Software Engineer – Systems ML – Frameworks / Compilers / Kernels
Company | Meta |
---|---|
Location | Toronto, ON, Canada |
Salary | $104000 – $148000 |
Type | Full-Time |
Degrees | Bachelor’s, Master’s, PhD |
Experience Level | Junior, Mid Level |
Requirements
- Proven C/C++ programming skills
- Currently has, or is in the process of obtaining a Bachelor’s degree in Computer Science, Computer Engineering, relevant technical field, or equivalent practical experience. Degree must be completed prior to joining Meta.
- Experience in AI framework development or accelerating deep learning models on hardware architectures.
Responsibilities
- Development of SW stack with one of the following core focus areas: AI frameworks, compiler stack, high performance kernel development and acceleration onto next generation of hardware architectures.

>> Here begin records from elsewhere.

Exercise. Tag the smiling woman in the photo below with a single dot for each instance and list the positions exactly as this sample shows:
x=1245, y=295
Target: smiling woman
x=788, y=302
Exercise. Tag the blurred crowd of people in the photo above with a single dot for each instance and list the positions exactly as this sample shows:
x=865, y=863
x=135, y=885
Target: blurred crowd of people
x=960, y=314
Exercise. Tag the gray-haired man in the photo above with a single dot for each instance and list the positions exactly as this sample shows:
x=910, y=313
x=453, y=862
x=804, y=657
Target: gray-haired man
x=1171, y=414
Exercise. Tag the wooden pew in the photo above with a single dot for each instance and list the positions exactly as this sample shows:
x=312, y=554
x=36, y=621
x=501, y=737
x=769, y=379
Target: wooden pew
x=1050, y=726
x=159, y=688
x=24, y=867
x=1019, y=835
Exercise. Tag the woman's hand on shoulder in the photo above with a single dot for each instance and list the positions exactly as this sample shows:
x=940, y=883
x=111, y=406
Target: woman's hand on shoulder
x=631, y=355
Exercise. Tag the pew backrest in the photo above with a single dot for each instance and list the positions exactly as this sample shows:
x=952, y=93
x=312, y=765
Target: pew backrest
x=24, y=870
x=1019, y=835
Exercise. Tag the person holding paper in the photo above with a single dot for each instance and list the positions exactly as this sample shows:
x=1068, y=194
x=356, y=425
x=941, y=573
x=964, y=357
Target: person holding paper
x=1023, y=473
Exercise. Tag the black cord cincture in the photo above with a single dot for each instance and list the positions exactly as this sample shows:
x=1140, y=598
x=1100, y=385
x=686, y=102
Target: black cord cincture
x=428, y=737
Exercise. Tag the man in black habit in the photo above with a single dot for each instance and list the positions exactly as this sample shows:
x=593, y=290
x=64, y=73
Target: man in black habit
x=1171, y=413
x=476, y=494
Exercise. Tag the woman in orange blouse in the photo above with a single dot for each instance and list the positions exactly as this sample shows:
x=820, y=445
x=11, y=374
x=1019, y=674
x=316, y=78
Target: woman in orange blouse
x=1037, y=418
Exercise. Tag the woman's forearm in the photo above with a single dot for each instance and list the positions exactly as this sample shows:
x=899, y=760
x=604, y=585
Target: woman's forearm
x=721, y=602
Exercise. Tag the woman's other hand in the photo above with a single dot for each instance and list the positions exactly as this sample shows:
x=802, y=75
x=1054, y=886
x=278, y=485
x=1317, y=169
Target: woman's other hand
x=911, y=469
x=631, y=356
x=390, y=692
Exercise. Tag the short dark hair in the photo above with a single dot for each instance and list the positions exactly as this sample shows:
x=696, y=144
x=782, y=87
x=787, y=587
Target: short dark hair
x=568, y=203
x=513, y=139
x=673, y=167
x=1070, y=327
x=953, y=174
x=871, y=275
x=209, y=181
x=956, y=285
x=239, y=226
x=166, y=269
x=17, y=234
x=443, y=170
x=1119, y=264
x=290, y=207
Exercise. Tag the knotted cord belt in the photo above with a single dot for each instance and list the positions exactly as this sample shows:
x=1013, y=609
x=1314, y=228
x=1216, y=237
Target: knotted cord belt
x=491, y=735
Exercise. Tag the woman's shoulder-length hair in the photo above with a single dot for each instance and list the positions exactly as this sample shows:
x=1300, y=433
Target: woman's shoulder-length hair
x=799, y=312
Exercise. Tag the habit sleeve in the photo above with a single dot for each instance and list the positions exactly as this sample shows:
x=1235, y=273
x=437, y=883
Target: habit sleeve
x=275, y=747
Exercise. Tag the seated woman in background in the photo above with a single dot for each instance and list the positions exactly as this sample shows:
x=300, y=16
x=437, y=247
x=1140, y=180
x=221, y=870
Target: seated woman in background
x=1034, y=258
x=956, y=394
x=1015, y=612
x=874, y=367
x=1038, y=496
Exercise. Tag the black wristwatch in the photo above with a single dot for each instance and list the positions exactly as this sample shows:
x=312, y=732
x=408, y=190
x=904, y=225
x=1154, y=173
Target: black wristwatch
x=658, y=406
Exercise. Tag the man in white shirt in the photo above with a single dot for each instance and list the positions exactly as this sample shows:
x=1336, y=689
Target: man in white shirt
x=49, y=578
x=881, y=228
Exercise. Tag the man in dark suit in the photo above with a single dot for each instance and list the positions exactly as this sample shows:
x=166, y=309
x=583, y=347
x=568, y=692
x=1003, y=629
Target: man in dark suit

- Contribute to the development of the industry-leading PyTorch AI framework core compilers to support new state of the art inference and training AI hardware accelerators and optimize their performance.
- Analyze deep learning networks, develop & implement compiler optimization algorithms.
- Collaborating with AI research scientists to accelerate the next generation of deep learning models such as Recommendation systems, Generative AI, Computer vision, NLP etc.
- Performance tuning and optimizations of deep learning framework & software components.
Preferred Qualifications
- A Bachelor’s degree in Computer Science, Computer Engineering, relevant technical field and 4+ years of experience in AI framework development or accelerating deep learning models on hardware architectures OR a Master’s degree in Computer Science, Computer Engineering, relevant technical field and 2+ years of experience in AI framework development or accelerating deep learning models on hardware architectures OR a PhD in Computer Science Computer Engineering, or relevant technical field.
- Knowledge of GPU, CPU, or AI hardware accelerator architectures.
- Experience working with frameworks like PyTorch, Caffe2, TensorFlow, ONNX, TensorRT
- Experience with CUDA programming, OpenMP / OpenCL programming or AI hardware accelerator kernel programming. Experience in accelerating libraries on AI hardware, similar to cuBLAS, cuDNN, CUTLASS, HIP, ROCm etc.
- Experience with compiler optimizations such as loop optimizations, vectorization, parallelization, hardware specific optimizations such as SIMD. Experience with MLIR, LLVM, IREE, XLA, TVM, Halide is a plus.
- Experience in developing training and inference framework components. Experience in system performance optimizations such as runtime analysis of latency, memory bandwidth, I/O access, compute utilization analysis and associated tooling development.